Financial technology (fintech) and payment security were hot topics at RSI Security’s recent PCI Expert Summit. Regulators are speeding up fintech plans in the pandemic era, as contactless and digital payments are exploding.
Mohan Shamachar, RSI Security’s Senior Security and Privacy Advisor, conducted the virtual session that covered how fintech is evolving, the modern payment security landscape, and how compliance fits in.
For consumers to safely process transactions, payment data security for fintech companies is pivotal in today’s world. From mobile wallets and contactless payments to cryptocurrencies, here’s what Mohan had to say about tomorrow’s fintech payment security landscape at the PCI Expert Summit.
Mobile Wallets and Contactless Payments
Mobile commerce and contactless payments are on the rise for fintech companies. In his session, Mohan highlighted the fact that mobile wallets and payments will become increasingly prevalent in 2021, making PCI compliance for payment processors even that much more critical.
Some mobile payment technologies that will continue to grow are near-field communication (NFC), mobile app barcodes, and in-app payment functionality. These typically use token-based or biometric authentication for payments. As these mobile wallets and contactless payment methods grow, PCI compliance becomes more important than ever.
Impact of COVID-19 on Payment Behavior
The COVID-19 pandemic has inextricably altered the way people pay for goods and services. Mohan pointed out that payment behavior is becoming not just driven by the need for speed and convenience, but also by safety and sanitation. Consumers are now more likely to prefer contactless payments to avoid physically touching screens and devices.
However, Mohan emphasized that there is no clear evidence that COVID-19 is transmitted by handling cash or credit cards. It’s simply a psychological barrier for many in the general public. Another trend that should continue is in the area of ordering online and picking up curbside.
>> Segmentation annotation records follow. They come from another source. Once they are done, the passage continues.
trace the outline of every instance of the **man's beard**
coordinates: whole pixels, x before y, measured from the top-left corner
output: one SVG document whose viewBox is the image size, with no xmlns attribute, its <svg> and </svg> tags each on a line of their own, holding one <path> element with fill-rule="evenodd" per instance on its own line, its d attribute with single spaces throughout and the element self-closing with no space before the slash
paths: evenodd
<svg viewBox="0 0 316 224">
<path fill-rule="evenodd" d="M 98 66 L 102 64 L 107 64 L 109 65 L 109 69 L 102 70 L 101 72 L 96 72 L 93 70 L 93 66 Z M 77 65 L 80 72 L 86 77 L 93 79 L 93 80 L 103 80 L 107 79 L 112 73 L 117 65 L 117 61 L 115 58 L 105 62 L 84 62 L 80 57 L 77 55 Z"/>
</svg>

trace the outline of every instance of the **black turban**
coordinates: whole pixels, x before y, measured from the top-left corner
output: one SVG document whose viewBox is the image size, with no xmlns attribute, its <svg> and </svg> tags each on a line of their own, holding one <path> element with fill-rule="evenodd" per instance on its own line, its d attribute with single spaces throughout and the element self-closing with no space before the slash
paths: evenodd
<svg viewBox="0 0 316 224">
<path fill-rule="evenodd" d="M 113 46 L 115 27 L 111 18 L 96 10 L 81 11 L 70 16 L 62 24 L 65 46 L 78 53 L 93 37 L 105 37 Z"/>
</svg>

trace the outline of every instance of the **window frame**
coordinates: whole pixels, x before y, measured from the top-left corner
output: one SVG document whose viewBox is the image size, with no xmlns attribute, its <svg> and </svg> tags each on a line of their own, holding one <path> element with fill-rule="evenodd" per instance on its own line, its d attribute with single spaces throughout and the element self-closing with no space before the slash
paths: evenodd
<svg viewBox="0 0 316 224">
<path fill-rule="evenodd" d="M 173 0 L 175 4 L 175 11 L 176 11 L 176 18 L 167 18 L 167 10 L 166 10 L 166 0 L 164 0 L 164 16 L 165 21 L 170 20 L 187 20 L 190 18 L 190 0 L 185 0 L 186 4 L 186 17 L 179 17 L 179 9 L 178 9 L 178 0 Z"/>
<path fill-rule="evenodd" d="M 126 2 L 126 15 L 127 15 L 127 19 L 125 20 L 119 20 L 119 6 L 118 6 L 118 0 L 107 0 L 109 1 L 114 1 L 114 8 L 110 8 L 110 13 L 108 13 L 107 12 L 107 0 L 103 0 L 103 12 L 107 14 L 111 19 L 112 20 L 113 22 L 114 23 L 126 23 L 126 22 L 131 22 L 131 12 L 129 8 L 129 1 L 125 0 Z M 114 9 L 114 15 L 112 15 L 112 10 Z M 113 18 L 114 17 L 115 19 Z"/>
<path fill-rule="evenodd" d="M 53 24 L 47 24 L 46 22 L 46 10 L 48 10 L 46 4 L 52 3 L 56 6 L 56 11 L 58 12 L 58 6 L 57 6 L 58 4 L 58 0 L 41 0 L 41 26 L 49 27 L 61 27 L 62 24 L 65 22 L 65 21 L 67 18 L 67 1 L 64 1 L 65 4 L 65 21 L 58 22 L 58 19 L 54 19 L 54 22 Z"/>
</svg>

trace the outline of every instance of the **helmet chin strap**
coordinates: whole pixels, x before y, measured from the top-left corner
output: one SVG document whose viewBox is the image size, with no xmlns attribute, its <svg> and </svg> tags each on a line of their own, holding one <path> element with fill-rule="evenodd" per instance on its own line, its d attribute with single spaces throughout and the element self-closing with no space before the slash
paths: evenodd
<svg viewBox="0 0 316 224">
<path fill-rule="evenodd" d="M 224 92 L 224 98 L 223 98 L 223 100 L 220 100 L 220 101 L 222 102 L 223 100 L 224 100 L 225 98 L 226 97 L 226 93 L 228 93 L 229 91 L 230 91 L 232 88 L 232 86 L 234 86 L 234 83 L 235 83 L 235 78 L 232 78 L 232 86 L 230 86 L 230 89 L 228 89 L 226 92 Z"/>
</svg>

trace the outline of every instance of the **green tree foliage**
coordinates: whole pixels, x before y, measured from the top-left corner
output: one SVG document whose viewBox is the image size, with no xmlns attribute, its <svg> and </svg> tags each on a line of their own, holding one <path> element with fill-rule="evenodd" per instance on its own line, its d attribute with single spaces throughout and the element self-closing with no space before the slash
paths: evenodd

This lets people avoid paying in person altogether, making them feel safer.
Assess your PCI compliance
Data Security and Fraud Elimination
Mohan said that fintechs should be using any number of key methods, strategies, and technologies to ensure data security and eliminate fraud. First, he suggests using payment tokenization credentials where the token is calculated with the exact transaction amount. If the token is intercepted, it can’t be used for new purchases.
Biometric authentication is another method fintechs should be using, especially payment, banking, and investment apps. With biometric authentication, purchases can’t be made on a stolen device. Finally, Mohan recommends that Payment authorization details for contactless transactions be localized to your NFC field for tighter payment data security.
Tokenization vs. Encryption
Mohan advises fintechs to also be cognizant of the differences between tokenization and encryption. A token is a randomly generated value that can be securely stored on mobile devices and used to make purchases. Tokens are unique identifiers that help reduce the potential for card payment fraud.
Encryption involves the security of the card and terminal where a card is scanned. When data is transmitted, the card information going between the terminal and a back-end system is then scrambled and encrypted to prevent hackers from high-jacking card numbers. Mohan stresses the importance of using both encryption and tokenization for all fintech companies.
In his PCI Expert Summit talk, Mohan stressed the fact that fintech will continue to bring even more innovation in the near future, but not without risks. Users will continue to adopt mobile wallets, in-app purchases, and fintech-linked wearables. COVID-19 is driving a dramatic change in consumer payment behavior, and it’s up to fintechs to keep pace.
Meanwhile, threat actors will continue to attack the large payment processors and general card payment ecosystem. Merchants and service providers must follow cybersecurity best practices, comply with the data security standards, and work with trusted third-parties to shore up any gaps. The future is bright for fintech, as long as they keep payment security top of mind.